Canadian and Québec clinical guidelines now recommend that the use of LAI antipsychotics should be discussed with patients and families throughout the disease course, most importantly during the first 2-5 years after diagnosis (Malla et al. Can J Psychiatry 2013;58[5 Suppl 1]:30S-35S; free full text at http://publications.cpa-apc.org/media.php?mid=1509); Stip et al. Can J Psychiatry 2011;53:367-376). Patients and their families should be informed about the potential advantages of monthly injections in reducing the risk of relapses and hospitalizations, and the benefits of adherence throughout the treatment course.
Comment
Dr. Marc-André Roy: The underutilization of LAIs in Canada has been the subject of much attention in recent years. Besides patients’ reluctance in accepting them, prescribers’ misconceptions of the role of LAIs – often seen as inherently coercive or as an option only in very severely ill patients – contribute to this underutilization.
But when LAIs are presented properly in the course of shared decision-making between the clinician and patients, a fairly large proportion will choose this treatment option. Furthermore, most experts in the field advocate that LAIs be offered early on in the course of treatment, given their positive effect on treatment adherence, and given the dramatic negative impact of relapses on the outcome of people at the early stage of psychosis, as stressed in the present article.

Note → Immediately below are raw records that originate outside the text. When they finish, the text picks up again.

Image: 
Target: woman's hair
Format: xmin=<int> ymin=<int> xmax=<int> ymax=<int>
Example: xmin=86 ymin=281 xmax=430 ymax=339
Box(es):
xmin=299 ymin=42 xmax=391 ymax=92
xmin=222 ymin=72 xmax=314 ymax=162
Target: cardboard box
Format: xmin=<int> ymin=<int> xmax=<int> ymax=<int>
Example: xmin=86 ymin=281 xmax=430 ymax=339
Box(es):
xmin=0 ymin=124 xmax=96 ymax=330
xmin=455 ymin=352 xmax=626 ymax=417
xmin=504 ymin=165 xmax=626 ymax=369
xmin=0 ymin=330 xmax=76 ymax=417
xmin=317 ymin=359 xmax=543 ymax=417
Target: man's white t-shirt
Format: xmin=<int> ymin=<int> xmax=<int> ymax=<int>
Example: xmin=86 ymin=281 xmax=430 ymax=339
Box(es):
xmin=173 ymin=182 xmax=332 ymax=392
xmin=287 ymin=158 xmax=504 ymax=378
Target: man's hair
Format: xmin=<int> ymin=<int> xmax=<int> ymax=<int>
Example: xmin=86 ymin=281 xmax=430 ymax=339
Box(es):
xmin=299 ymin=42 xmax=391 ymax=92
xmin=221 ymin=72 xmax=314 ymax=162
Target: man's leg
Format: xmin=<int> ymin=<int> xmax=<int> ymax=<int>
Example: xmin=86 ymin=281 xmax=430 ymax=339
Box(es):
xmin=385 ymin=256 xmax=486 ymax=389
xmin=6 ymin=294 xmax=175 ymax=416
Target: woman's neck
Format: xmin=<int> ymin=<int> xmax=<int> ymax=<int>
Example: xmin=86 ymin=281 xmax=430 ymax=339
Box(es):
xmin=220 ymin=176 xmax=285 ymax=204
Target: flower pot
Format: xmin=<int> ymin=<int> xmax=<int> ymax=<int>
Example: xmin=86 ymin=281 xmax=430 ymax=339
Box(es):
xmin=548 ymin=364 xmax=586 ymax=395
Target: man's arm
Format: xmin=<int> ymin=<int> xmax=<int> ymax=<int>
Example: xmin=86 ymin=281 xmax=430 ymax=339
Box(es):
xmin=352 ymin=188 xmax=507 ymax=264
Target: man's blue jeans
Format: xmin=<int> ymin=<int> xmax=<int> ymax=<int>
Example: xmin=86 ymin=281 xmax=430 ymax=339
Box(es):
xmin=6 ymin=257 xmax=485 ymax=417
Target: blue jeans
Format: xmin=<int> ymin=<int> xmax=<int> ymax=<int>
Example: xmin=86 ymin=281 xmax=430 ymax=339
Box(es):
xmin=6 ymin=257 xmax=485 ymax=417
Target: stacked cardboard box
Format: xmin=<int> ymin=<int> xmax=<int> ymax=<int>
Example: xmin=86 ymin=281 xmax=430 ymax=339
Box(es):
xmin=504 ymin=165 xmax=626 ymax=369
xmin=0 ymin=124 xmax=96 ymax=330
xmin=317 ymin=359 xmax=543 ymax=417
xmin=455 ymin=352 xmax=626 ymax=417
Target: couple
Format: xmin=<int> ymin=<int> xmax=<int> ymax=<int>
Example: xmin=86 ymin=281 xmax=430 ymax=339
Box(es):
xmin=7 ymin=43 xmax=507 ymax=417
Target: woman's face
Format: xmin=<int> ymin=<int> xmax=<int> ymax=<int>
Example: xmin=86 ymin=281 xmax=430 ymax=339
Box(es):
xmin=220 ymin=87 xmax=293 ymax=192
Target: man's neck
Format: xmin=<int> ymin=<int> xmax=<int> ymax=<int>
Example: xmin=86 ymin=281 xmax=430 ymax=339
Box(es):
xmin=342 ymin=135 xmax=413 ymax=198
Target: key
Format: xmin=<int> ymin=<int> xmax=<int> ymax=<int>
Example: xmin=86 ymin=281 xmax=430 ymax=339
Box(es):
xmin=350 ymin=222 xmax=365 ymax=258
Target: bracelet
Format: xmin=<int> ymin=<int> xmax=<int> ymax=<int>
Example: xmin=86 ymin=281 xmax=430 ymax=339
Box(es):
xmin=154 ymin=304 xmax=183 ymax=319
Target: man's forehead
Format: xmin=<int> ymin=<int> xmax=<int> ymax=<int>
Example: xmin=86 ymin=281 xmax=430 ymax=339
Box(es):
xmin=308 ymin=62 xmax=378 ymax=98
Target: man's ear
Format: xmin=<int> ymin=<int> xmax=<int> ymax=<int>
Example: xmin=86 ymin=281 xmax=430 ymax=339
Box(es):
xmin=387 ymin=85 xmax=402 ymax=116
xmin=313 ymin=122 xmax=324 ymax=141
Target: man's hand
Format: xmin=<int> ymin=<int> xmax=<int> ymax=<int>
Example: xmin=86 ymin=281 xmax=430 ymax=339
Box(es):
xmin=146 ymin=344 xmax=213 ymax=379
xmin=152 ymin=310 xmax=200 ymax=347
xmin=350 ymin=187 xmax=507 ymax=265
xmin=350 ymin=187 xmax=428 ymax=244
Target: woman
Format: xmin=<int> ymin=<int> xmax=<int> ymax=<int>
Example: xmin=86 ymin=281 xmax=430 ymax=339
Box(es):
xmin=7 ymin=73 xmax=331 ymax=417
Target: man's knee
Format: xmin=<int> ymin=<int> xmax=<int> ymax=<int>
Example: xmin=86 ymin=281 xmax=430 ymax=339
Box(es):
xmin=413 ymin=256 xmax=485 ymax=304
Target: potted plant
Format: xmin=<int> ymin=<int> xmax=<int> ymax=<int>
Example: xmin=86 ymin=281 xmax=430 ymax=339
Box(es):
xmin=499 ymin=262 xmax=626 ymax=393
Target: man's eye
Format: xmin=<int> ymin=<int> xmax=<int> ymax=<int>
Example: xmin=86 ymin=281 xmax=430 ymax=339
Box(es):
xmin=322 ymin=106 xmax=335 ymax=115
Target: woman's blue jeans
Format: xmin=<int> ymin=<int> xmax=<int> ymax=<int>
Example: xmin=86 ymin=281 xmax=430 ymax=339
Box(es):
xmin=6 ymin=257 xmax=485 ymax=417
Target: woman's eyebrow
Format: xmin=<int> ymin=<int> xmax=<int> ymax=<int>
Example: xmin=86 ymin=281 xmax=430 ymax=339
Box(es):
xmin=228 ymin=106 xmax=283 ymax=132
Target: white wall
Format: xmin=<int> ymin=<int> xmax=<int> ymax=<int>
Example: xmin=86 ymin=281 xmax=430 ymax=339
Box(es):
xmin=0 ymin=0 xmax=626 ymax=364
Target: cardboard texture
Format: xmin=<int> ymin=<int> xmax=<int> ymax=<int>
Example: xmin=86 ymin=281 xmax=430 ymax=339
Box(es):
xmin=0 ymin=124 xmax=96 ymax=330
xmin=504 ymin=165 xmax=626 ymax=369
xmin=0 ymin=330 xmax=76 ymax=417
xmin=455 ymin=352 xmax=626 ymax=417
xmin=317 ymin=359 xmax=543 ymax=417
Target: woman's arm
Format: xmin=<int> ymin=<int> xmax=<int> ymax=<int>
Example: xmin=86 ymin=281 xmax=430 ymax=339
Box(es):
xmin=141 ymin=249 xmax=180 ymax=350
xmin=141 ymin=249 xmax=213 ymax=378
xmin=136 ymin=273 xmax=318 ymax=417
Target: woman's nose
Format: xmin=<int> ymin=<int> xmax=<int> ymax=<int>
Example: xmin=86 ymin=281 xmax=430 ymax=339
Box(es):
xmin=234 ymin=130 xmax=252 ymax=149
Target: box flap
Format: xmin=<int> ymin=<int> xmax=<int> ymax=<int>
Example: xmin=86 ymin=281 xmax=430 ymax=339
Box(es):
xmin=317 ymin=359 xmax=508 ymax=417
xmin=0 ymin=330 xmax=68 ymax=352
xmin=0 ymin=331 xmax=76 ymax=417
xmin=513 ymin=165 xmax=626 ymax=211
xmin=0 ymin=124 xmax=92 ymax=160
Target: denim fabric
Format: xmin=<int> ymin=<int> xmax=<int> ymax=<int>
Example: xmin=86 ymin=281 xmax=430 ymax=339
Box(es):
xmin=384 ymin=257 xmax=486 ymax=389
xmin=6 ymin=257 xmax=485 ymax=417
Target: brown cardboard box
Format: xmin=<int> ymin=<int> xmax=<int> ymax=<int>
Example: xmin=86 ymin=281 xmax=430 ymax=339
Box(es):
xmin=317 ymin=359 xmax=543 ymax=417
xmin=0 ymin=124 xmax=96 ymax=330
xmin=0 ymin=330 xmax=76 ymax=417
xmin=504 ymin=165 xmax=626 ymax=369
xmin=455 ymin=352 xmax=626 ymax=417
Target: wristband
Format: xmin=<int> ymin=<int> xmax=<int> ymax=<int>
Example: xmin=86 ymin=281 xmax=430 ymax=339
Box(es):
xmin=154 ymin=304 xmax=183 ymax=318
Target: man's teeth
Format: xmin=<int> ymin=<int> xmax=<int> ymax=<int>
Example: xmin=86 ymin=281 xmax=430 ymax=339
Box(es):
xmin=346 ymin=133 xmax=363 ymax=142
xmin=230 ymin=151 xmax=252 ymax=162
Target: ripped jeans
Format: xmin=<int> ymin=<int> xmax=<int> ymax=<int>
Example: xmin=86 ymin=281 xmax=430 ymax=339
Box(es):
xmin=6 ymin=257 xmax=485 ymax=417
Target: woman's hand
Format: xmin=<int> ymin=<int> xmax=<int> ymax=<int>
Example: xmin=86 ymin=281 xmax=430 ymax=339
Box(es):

Another issue that certainly contributes to underutilization is that there is still only a limited array of molecules available in an LAI formulation. Given the broad differences in side-effect profiles across molecules, and of efficacy and tolerability in given individuals, it may be difficult for some patients to find a long-acting injectable that will be both efficacious and well-tolerated. Hence, the addition of new long-acting forms of antipsychotics is always very good news for clinicians and their patients. The recent approval of a LAI formulation of aripiprazole is thus welcomed by clinicians, particularly given its relatively benign side-effect profile, most notably with regard to extrapyramidal and metabolic effects.
Dr. Roy is Associate Professor of Psychiatry and Neurosciences, Université Laval, Québec City, Canada.